The ATLANTIS Test Center infrastructure consist of
- The Coastal Testbed has a shore control room and a Floating Structure System (FSS), and will be used by technology developers to de-risk their robotic technologies through rigorous, cost-efficient, and staged testing programmes performed in near-real environments for a wide technical and industrial impact.
- The Offshore Testbed encompasses dedicated positions within a commercial wind farm, the WindFloat Atlantic (WFA), that will be reserved for demonstrating robotic technologies.
The ATLANTIS project will introduce 4 showcases whose scenarios will be defined by end-users for characterizing key areas for the value chain for offshore wind O&M where robotics will introduce a major contribution.
1. Showcase – Turbine inspection and maintenance
Scenario 1: Inspection of blades and tower.
This scenario will be used to demonstrate UAV or climbing robots with high-level of autonomy and advanced inspection capabilities.
Scenario 2: Inspection, maintenance and repair (IMR) of the transition piece or the floating structure.
This scenario will be used to demonstrate the IMR capabilities of ROVs, AUVs or ASVs.
2. Showcase – Export cable and Array cable maintenance
Scenario 3: Repair of underwater floating wind turbine cables protection systems.
This scenario will be used to demonstrate ROVs and AUVs with inspection and intervention capabilities (e.g., manipulation).
Scenario 4: Underwater monitoring over extended time periods.
This scenario will be used to demonstrate AUVs and ASVs with long endurance capabilities. also use of underwater charging station.
3. Showcase – Foundation and Scour protection
Scenario 5: Underwater close-range inspection of foundations.
This scenario will be used to demonstrate AUVs and ROVs with close-range navigation capabilities.
Scenario 6: Underwater monitoring of scour protection interventions.

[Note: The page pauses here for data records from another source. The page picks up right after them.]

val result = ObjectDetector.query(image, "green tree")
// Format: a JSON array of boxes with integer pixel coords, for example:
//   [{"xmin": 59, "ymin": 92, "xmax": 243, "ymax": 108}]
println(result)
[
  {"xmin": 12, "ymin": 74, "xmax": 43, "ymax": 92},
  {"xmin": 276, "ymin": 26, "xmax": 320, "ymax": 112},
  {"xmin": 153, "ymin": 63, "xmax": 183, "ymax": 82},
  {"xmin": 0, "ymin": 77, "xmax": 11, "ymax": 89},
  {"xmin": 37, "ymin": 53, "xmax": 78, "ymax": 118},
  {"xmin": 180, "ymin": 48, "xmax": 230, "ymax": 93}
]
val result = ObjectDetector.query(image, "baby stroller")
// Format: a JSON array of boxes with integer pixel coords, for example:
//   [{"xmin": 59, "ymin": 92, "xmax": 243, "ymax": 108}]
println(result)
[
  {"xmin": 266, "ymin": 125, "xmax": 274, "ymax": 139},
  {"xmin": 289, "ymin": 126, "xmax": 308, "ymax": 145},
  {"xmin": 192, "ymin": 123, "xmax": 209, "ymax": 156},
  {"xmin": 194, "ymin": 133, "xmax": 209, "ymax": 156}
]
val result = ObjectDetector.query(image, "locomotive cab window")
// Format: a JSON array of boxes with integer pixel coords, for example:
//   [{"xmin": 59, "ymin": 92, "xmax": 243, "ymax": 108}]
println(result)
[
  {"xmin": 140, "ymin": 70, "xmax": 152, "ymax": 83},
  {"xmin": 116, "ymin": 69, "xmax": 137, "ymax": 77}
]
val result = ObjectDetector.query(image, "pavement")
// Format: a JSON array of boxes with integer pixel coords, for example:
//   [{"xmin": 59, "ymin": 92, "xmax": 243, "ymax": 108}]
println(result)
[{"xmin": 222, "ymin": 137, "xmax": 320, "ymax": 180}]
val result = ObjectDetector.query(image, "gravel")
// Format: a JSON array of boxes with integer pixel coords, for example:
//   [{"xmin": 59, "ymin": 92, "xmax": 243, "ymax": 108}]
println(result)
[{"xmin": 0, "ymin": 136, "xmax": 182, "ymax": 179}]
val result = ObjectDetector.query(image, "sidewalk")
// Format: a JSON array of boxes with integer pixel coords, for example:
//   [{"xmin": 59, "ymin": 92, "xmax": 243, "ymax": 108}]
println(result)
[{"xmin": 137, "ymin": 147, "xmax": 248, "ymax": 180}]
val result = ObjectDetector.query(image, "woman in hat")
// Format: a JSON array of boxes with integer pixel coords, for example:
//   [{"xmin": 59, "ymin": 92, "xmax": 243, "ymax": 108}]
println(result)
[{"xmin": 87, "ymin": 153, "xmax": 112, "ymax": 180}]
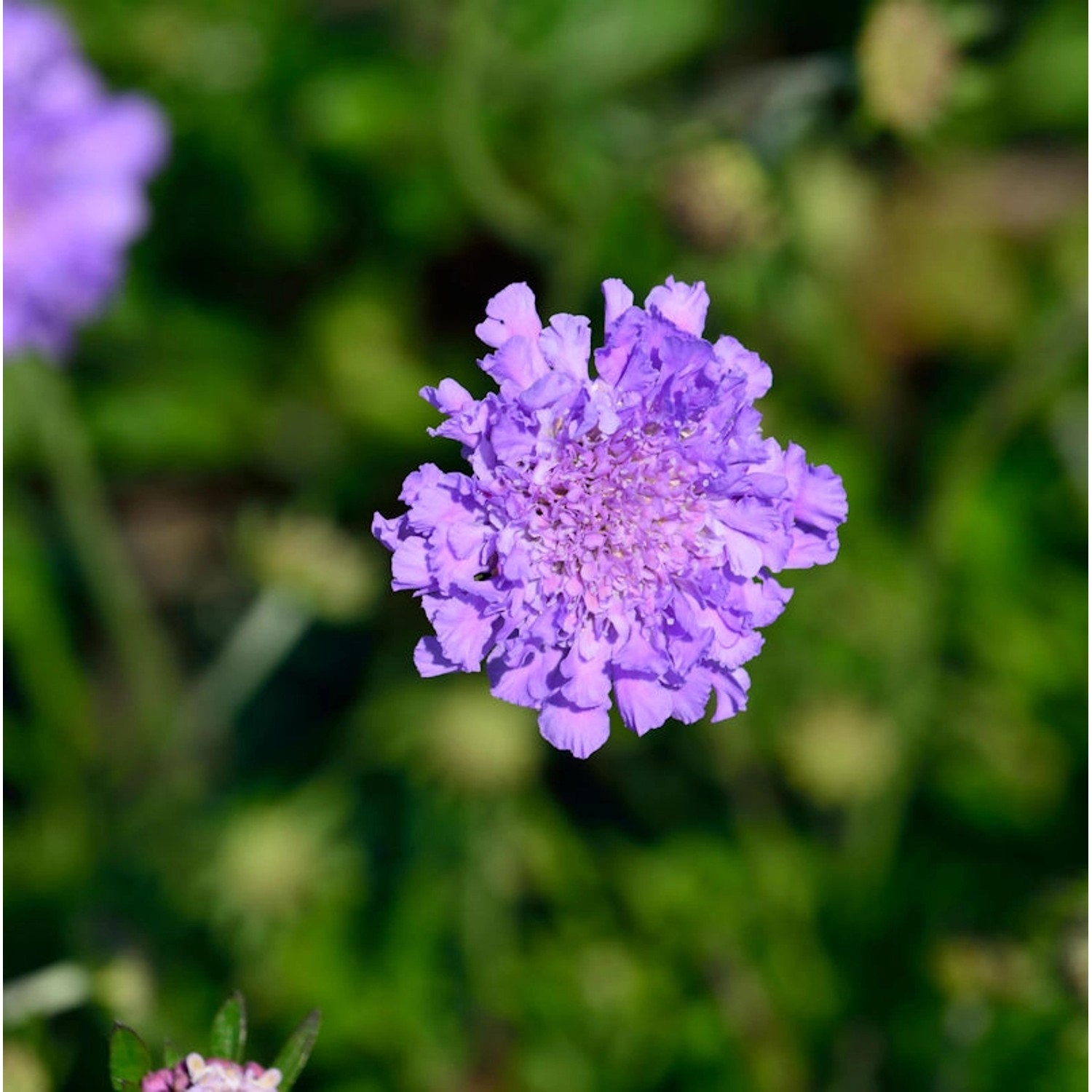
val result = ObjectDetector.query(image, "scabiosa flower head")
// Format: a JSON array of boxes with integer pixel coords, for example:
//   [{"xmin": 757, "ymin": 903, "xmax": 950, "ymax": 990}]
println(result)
[
  {"xmin": 141, "ymin": 1054, "xmax": 282, "ymax": 1092},
  {"xmin": 373, "ymin": 277, "xmax": 847, "ymax": 758},
  {"xmin": 4, "ymin": 0, "xmax": 166, "ymax": 357}
]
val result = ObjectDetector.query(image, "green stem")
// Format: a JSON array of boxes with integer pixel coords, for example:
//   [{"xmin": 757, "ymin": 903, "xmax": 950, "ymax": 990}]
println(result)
[
  {"xmin": 6, "ymin": 360, "xmax": 178, "ymax": 749},
  {"xmin": 439, "ymin": 0, "xmax": 554, "ymax": 255},
  {"xmin": 189, "ymin": 591, "xmax": 312, "ymax": 743}
]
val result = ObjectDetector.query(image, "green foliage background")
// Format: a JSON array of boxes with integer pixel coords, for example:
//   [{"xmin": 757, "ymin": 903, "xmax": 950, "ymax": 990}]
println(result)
[{"xmin": 4, "ymin": 0, "xmax": 1088, "ymax": 1092}]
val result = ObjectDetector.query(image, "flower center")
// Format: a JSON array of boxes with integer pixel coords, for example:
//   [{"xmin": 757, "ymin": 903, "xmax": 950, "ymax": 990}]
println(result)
[{"xmin": 511, "ymin": 424, "xmax": 709, "ymax": 615}]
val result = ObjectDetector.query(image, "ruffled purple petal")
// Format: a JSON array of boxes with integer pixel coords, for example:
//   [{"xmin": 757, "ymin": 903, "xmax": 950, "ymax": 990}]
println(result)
[{"xmin": 539, "ymin": 701, "xmax": 611, "ymax": 758}]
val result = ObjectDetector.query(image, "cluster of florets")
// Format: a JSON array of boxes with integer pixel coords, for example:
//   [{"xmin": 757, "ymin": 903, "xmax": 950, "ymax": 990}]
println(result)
[
  {"xmin": 140, "ymin": 1054, "xmax": 281, "ymax": 1092},
  {"xmin": 4, "ymin": 0, "xmax": 166, "ymax": 356},
  {"xmin": 373, "ymin": 277, "xmax": 847, "ymax": 757}
]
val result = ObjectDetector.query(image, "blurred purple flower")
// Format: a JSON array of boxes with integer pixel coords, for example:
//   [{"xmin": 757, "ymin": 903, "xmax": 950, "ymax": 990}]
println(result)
[
  {"xmin": 373, "ymin": 277, "xmax": 847, "ymax": 758},
  {"xmin": 4, "ymin": 0, "xmax": 167, "ymax": 357},
  {"xmin": 141, "ymin": 1054, "xmax": 281, "ymax": 1092}
]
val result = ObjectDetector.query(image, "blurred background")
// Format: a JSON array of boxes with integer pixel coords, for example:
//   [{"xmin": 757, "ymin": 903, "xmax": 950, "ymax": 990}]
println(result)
[{"xmin": 4, "ymin": 0, "xmax": 1088, "ymax": 1092}]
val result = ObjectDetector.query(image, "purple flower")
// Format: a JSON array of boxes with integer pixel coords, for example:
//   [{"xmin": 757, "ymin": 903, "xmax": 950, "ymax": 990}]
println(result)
[
  {"xmin": 141, "ymin": 1054, "xmax": 282, "ymax": 1092},
  {"xmin": 4, "ymin": 0, "xmax": 166, "ymax": 357},
  {"xmin": 373, "ymin": 277, "xmax": 847, "ymax": 758}
]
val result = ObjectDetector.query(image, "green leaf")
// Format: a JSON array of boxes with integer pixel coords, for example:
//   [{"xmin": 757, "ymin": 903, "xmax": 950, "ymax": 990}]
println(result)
[
  {"xmin": 111, "ymin": 1024, "xmax": 152, "ymax": 1092},
  {"xmin": 212, "ymin": 992, "xmax": 247, "ymax": 1063},
  {"xmin": 273, "ymin": 1009, "xmax": 323, "ymax": 1092}
]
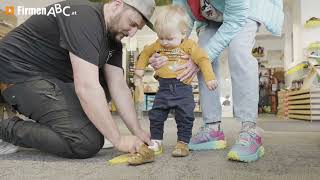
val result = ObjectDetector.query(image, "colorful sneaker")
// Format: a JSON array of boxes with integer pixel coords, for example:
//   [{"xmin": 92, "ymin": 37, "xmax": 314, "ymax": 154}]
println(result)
[
  {"xmin": 228, "ymin": 129, "xmax": 264, "ymax": 162},
  {"xmin": 128, "ymin": 144, "xmax": 154, "ymax": 166},
  {"xmin": 172, "ymin": 141, "xmax": 190, "ymax": 157},
  {"xmin": 189, "ymin": 125, "xmax": 227, "ymax": 150},
  {"xmin": 148, "ymin": 139, "xmax": 163, "ymax": 155}
]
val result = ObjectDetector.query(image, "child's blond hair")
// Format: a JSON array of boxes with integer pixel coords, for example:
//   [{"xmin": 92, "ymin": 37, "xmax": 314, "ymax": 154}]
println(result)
[{"xmin": 154, "ymin": 5, "xmax": 190, "ymax": 37}]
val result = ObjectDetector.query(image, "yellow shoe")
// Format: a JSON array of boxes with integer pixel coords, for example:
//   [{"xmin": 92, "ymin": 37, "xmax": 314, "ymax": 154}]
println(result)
[
  {"xmin": 148, "ymin": 139, "xmax": 163, "ymax": 155},
  {"xmin": 128, "ymin": 144, "xmax": 154, "ymax": 166},
  {"xmin": 172, "ymin": 141, "xmax": 190, "ymax": 157}
]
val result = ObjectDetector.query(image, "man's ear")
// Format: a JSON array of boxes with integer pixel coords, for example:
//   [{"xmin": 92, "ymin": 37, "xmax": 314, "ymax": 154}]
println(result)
[{"xmin": 111, "ymin": 0, "xmax": 124, "ymax": 12}]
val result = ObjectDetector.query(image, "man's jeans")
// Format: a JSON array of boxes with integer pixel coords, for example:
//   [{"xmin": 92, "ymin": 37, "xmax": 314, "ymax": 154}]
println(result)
[
  {"xmin": 0, "ymin": 79, "xmax": 107, "ymax": 158},
  {"xmin": 198, "ymin": 19, "xmax": 259, "ymax": 123},
  {"xmin": 149, "ymin": 78, "xmax": 195, "ymax": 143}
]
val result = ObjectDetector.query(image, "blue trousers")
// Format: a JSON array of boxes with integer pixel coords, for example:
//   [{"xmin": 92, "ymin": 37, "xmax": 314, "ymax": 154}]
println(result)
[{"xmin": 149, "ymin": 78, "xmax": 195, "ymax": 143}]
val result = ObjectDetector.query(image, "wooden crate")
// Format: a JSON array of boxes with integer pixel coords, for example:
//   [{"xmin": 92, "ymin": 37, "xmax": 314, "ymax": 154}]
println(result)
[
  {"xmin": 288, "ymin": 88, "xmax": 320, "ymax": 121},
  {"xmin": 277, "ymin": 91, "xmax": 289, "ymax": 118}
]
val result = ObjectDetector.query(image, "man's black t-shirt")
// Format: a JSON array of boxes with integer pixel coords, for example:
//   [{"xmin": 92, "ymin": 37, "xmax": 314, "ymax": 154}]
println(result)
[{"xmin": 0, "ymin": 0, "xmax": 122, "ymax": 83}]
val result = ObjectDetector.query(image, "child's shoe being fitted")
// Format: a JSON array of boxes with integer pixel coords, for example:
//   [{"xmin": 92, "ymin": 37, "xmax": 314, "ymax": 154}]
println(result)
[
  {"xmin": 172, "ymin": 141, "xmax": 190, "ymax": 157},
  {"xmin": 148, "ymin": 139, "xmax": 163, "ymax": 155},
  {"xmin": 128, "ymin": 144, "xmax": 154, "ymax": 166}
]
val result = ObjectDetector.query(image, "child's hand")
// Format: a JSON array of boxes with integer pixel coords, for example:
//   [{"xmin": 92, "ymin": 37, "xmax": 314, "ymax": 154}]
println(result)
[
  {"xmin": 133, "ymin": 75, "xmax": 142, "ymax": 86},
  {"xmin": 206, "ymin": 80, "xmax": 218, "ymax": 91}
]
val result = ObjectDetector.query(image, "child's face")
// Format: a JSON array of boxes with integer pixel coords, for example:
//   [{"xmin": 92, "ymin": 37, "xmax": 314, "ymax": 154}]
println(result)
[{"xmin": 158, "ymin": 30, "xmax": 184, "ymax": 48}]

Scour is erosion caused by the presence of a structure changing flow patterns and increasing sediment transport locally around the structure. Scour is therefore an important factor for all foundation types. If sea bed material around the foundation is removed by the action of scour then14: routine monitoring is required in either scenario to monitor the scour depth development or the effectiveness of scour protection to avoid the risk of movement to the foundations structures.
This scenario will be used to demonstrate AUV with high-level of autonomy and ROVs.
4. Showcase – Offshore logistics
The unmet needs, barriers and enablers: weather forecasts are needed for short-term planning of offshore activities and the closer the forecast is to the activity, the more reliable it gets. Metocean data recordings are used to provide real time data to support offshore activity, to verify forecast tools and to resolve disputes regarding weather downtime.
Scenario 7: O&M operations supported by crewless vessels.
Automated technologies and reduced crew on board for some manoeuvres, particularly short distances, and the desire to innovate will continue to appear. Operating wind farms on a vessel-less basis require new business strategies that should start emerging in a near future and that are fully supported with technology developments from the robotics industry.
This scenario will be used to demonstrate ASV with capability to transport, deploy and recover robotic assets in real-environment.
Scenario 8: Optimization of robotic-based operations.
As offshore wind farms move further out to sea, demands made on supporting vessels are changing significantly to reduce the number of operators on board. Further challenge to optimize the operation, comes from the energy perspective and considering the propulsion usage during dynamic positioning, fitting the O&M capabilities provided by the robotic units to daily operations, and including an optimization of the equipment to use at which time.